KI-Washing: Softwareanbieter pimpen ihre Produkte und bedienen den Hype

Nahezu jeder Softwareanbieter heftet heute seinen Produkten das Label KI an. Gartner moniert, die Anwender würden oft getäuscht. Der Fokus müsse auf konkrete Problemlösungen im Business gelegt werden. [...]

Die Analysten prognostizieren, dass Technologien rund um künstliche Intelligenz (KI) bis 2020 Teil fast jedes neuen Softwareprodukts oder -service sein werden. Der Hype um das Thema sowie das wachsende Interesse vieler Anwenderunternehmen bringen etablierte Softwareanbieter dazu, KI in ihre Produktstra­tegie zu integrieren. Doch dabei entsteht erhebliche Verwirrung, konstatieren die Experten des IT-Research- und Beratungsunternehmens.
„Viele Softwareanbieter wollen ihren Claim im größten Goldrausch der letzten Jahre abstecken“, sagt Jim Hare, Research Vice President bei Gartner. Die künstliche Intelligenz biete tatsächlich spannende Möglichkeiten, doch leider konzentrierten sich die meisten Anbieter nicht darauf, die Bedürfnisse, den potenziellen Nutzer und den Mehrwert für ihre Kunden zu identifizieren. Lieber bauten sie einfach irgendwelche auf KI-basierenden Produkte, um auf der Hype-Welle mitzusurfen.
Interesse der Anwender
Das Interesse am Thema KI sei geradezu explodiert – Gartner erkennt das auch an den Sucheingaben auf der eigenen Website. Tauchte der Suchbegriff „Artificial Intelligence“ im Januar noch nicht einmal unter den 100 häufigsten Suchbegriffen auf, rangierte er im Mai 2017 bereits auf Platz sieben. Die Marktauguren werten diese Entwicklung als Hinweis, dass die Anwenderunternehmen verstehen wollen, welche Rolle KI im Rahmen ihrer digitalen Transformation spielen kann oder sollte. Gartner geht davon aus, dass KI bis zum Jahr 2020 für rund ein Drittel aller CIOs weltweit unter den obersten fünf Investitionsprioritäten zu finden sein wird.
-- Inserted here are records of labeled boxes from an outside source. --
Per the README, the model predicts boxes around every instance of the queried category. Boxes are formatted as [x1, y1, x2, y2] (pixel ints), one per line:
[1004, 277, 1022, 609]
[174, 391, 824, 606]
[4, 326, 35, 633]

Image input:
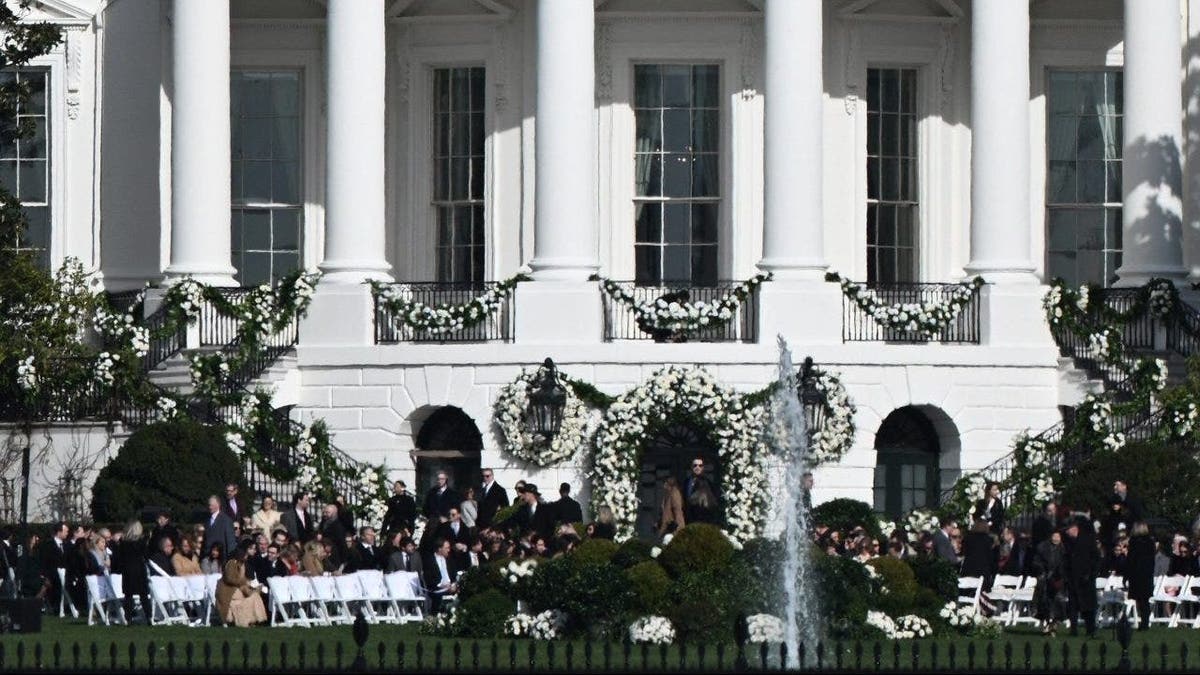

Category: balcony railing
[840, 283, 982, 345]
[602, 281, 758, 342]
[374, 281, 515, 345]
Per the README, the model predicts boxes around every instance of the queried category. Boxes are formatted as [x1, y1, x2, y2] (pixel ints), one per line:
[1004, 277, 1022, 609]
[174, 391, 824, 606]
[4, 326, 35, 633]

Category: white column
[166, 0, 236, 286]
[1117, 0, 1187, 286]
[529, 0, 598, 281]
[320, 0, 391, 283]
[758, 0, 828, 281]
[966, 0, 1037, 283]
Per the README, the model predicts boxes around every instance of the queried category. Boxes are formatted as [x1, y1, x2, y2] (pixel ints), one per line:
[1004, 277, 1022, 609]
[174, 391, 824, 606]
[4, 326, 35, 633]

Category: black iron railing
[374, 281, 515, 345]
[841, 283, 982, 345]
[601, 281, 758, 342]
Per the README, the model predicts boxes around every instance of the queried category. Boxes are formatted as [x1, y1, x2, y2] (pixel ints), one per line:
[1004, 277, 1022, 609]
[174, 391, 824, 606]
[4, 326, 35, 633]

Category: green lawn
[0, 619, 1185, 671]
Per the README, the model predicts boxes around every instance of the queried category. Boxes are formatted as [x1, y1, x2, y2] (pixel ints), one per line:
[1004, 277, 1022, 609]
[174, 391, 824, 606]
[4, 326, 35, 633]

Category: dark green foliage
[810, 498, 884, 539]
[659, 522, 733, 578]
[1062, 441, 1200, 528]
[91, 417, 250, 522]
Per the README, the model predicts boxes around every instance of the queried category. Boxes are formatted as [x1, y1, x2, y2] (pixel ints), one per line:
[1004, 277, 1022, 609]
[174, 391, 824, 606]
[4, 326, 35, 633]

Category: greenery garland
[826, 273, 984, 338]
[600, 274, 772, 333]
[371, 273, 529, 335]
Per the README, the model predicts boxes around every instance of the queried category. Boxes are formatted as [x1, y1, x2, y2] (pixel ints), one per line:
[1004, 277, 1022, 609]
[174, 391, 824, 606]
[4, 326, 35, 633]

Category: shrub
[1062, 441, 1200, 528]
[91, 417, 250, 522]
[659, 522, 733, 577]
[809, 498, 884, 539]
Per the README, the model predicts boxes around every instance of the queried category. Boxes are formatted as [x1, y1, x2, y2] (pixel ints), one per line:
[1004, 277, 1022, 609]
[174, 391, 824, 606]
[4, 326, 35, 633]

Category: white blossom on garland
[600, 274, 770, 333]
[589, 365, 768, 542]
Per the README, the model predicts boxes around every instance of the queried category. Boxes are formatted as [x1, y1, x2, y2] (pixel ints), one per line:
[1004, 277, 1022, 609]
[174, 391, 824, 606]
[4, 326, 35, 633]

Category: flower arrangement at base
[589, 365, 767, 542]
[746, 614, 784, 644]
[493, 370, 596, 466]
[600, 274, 772, 333]
[826, 273, 984, 338]
[371, 273, 529, 335]
[629, 616, 676, 645]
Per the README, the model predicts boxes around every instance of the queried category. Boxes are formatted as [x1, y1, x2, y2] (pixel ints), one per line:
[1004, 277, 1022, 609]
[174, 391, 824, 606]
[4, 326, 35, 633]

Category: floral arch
[592, 365, 768, 542]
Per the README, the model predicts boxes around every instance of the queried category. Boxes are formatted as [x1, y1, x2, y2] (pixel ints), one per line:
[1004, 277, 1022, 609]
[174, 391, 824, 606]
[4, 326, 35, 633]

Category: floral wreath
[494, 370, 595, 466]
[589, 365, 767, 542]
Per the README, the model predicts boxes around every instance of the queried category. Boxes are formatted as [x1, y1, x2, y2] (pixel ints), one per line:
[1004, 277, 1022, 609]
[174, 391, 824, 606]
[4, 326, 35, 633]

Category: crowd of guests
[0, 468, 600, 626]
[814, 479, 1200, 635]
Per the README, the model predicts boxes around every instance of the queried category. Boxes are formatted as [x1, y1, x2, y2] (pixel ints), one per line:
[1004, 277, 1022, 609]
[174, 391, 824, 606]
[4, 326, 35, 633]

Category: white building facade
[14, 0, 1200, 523]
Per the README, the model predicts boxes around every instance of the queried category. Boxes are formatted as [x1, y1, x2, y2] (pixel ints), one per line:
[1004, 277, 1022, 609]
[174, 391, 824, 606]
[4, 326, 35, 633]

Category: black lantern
[797, 357, 829, 435]
[526, 358, 566, 441]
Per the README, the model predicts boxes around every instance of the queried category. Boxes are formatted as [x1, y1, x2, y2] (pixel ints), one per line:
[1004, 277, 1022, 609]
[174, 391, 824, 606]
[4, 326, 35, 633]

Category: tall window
[1046, 71, 1123, 286]
[866, 68, 918, 283]
[0, 70, 50, 269]
[433, 67, 486, 281]
[229, 71, 304, 286]
[634, 65, 721, 285]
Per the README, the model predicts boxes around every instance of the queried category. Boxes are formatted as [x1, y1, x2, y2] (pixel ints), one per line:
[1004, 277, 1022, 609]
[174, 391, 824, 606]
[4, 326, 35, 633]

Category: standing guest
[251, 495, 283, 534]
[475, 468, 509, 527]
[554, 483, 583, 522]
[458, 486, 479, 530]
[972, 483, 1004, 537]
[659, 476, 688, 534]
[425, 471, 462, 521]
[383, 480, 416, 534]
[1124, 520, 1154, 631]
[202, 485, 238, 559]
[116, 520, 150, 623]
[216, 545, 266, 628]
[280, 492, 316, 544]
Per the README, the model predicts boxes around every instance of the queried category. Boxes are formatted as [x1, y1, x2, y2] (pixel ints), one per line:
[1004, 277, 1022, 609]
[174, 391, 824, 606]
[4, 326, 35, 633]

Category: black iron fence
[602, 281, 758, 342]
[374, 281, 516, 345]
[841, 283, 982, 345]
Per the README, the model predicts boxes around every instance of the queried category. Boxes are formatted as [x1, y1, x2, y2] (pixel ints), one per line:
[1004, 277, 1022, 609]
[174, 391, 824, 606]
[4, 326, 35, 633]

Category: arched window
[875, 406, 941, 516]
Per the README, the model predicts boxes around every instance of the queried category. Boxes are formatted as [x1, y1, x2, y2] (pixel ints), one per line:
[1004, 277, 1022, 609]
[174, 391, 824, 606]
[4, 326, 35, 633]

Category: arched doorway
[875, 406, 942, 518]
[413, 406, 484, 495]
[637, 424, 721, 537]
Damit Anwender aber die Chancen wirklich ergreifen können, muss sich die Art und Weise ändern, wie die Anbieter an den Markt herangehen, fordern die Analysten. Mehr als 1.000 Hersteller von Applikationen und Softwareplattformen bezeichnen sich heute als KI-Anbieter oder behaupten, ihre Produkte enthielten KI, so die Marktforscher. Dieses plötzliche Aufkommen angeblicher Experten, die KI-Produkte im Portfolio zu haben behaupten, nerve die Anwender zusehends. Dazu komme, dass viele Hersteller das Label willkürlich und unüberlegt an ihre Produkte hefteten.
Begriff KI sorgfältig verwenden
„Es wäre gut, wenn die Anbieter den Begriff KI in ihren Vertriebs- und Marketing-Unterlagen sorgfältiger verwendeten“, empfiehlt Gartner-Analyst Hare. Aus den Produktbeschreibungen müsse klar hervorgehen, was die jeweilige KI-Komponente ausmache, welches Problem sie löse und wie sie sich von konkurrierenden Produkten unterscheide. Geschürt werde die Verunsicherung im Markt auch dadurch, dass weitere Buzzwords wie beispielsweise Deep Learning ebenfalls um sich griffen. Auch hier machten die Hersteller nicht verständlich, worin der Mehrwert dieser Technologien liege.
Unternehmen suchen heute vor allem nach KI-Lösungen, die Geschäftsentscheidungen unterstützen und Prozesse automatisieren, will Gartner im Rahmen einer Umfrage herausgefunden haben. Dabei bevorzugen sie integrierte Lösungen beziehungsweise speziell für bestimmte Problemstellungen geschnürte Pakete. Softwareanbieter sollten sich daher darauf konzentrieren, mit ihren KI-Lösungen konkrete Business-Probleme anzugehen, statt nur irgendwelche technischen Highlights herauszustellen, rät Hare.
* Martin Bayer ist stellvertretender Chefredakteur der Computerwoche.